“Reinventing How We See the Wheel”
December 18th, 2009
[This is Part Six in a six-part series chronicling the television shows which most influenced my relationship with television over the past decade – for more information and an index of all currently posted items, click here.]
I started Cultural Learnings in January 2007 for two main reasons. The first was that my brother Ryan had a blog, and thus its proximity to my life made it seem like a cool thing to do. The second was that I was in a “Politics of Mass Media” course and the idea of using a blog as a way of brownnosing extra credit appealed to me. So, in the early days (which, for the sake of my pride, have largely been purged), there were posts about a myriad of subjects, as whatever struck my fancy made its way under the collective banner of Cultural Learnings.

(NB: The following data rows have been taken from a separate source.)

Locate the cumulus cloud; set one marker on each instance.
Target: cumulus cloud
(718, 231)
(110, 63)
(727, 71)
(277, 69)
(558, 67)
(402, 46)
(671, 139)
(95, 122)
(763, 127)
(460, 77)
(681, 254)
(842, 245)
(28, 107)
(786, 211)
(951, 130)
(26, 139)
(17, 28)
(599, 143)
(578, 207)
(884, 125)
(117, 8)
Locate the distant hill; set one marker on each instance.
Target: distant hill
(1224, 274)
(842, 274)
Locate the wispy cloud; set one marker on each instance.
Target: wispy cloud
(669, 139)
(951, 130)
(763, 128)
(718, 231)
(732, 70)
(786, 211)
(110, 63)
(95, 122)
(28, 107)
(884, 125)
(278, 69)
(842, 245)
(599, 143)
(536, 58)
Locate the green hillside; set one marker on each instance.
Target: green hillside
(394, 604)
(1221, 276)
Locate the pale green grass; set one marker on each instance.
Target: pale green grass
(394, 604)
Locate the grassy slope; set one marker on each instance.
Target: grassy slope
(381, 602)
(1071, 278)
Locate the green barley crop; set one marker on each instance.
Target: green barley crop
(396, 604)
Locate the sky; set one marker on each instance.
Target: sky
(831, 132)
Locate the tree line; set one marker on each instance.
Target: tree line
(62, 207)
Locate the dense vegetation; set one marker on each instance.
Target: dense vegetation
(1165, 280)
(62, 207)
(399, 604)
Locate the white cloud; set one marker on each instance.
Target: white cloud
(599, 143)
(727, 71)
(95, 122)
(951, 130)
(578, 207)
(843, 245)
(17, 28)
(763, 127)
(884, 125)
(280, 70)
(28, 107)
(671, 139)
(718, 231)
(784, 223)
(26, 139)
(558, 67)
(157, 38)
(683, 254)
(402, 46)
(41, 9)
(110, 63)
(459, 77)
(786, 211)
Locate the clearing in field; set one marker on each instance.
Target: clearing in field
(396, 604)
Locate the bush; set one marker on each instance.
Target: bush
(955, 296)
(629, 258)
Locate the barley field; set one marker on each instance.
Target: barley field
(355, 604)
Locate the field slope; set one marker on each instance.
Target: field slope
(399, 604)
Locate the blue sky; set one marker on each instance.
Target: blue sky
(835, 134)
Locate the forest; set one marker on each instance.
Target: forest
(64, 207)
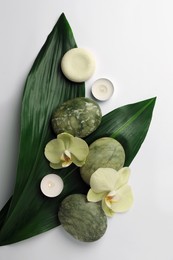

As noted throughout these pieces, a number of factors influenced the switch to a television blog, whether it was the return of Battlestar Galactica and Lost from their respective hiatuses or the false optimism engendered by Heroes’ first season. And in 2007, I wrote a piece that suggested (quite accurately, at the time) that the fan campaign surrounding Jericho was what made Cultural Learnings what it was in its first year. It made me realize that what I wrote had an audience, and that said audience could be enormously passionate about things in ways that I simply was not. It was what convinced me of the value of writing about television online in a blog format, and my experience in that community (despite my lack of affection for the show itself) was an important part of this decade.
However, if there were a single show that defined television criticism in this decade for me and quite a few others, it would have to be According to Jim…
…wait, scratch that. Yes, I have to make a joke to distract you here, as I’m about to provide more praise for David Simon and Ed Burns’ The Wire, an epic tale of urban decay and personal tragedy that broke the hearts and captured the minds of critics and a relatively small number of viewers. It’s a show that will be near the top of almost every critical Top 10 list, and a show that until last summer I had never had the pleasure of watching. And that, if you look back in the archives, I’ve written about far less often than you might think, which isn’t entirely going to change here.
Rather than being the show that I’ve written the most content about, or the show that had the greatest emotional impact upon watching it, The Wire defines the past decade of television for me because it’s the show that has most made me want to be a television critic, to be able to not only analyze it more carefully but also spread the word and facilitate further discussion using the power of this blog. While I could probably get away with calling it the best television series of all time, my blind spots require me to simply say that no piece of television has had a larger impact on how I live my life than The Wire, both in terms of my choice to write television criticism and my aversion to hardware stores.
And I’m not sure there will be another show like it in the decade ahead.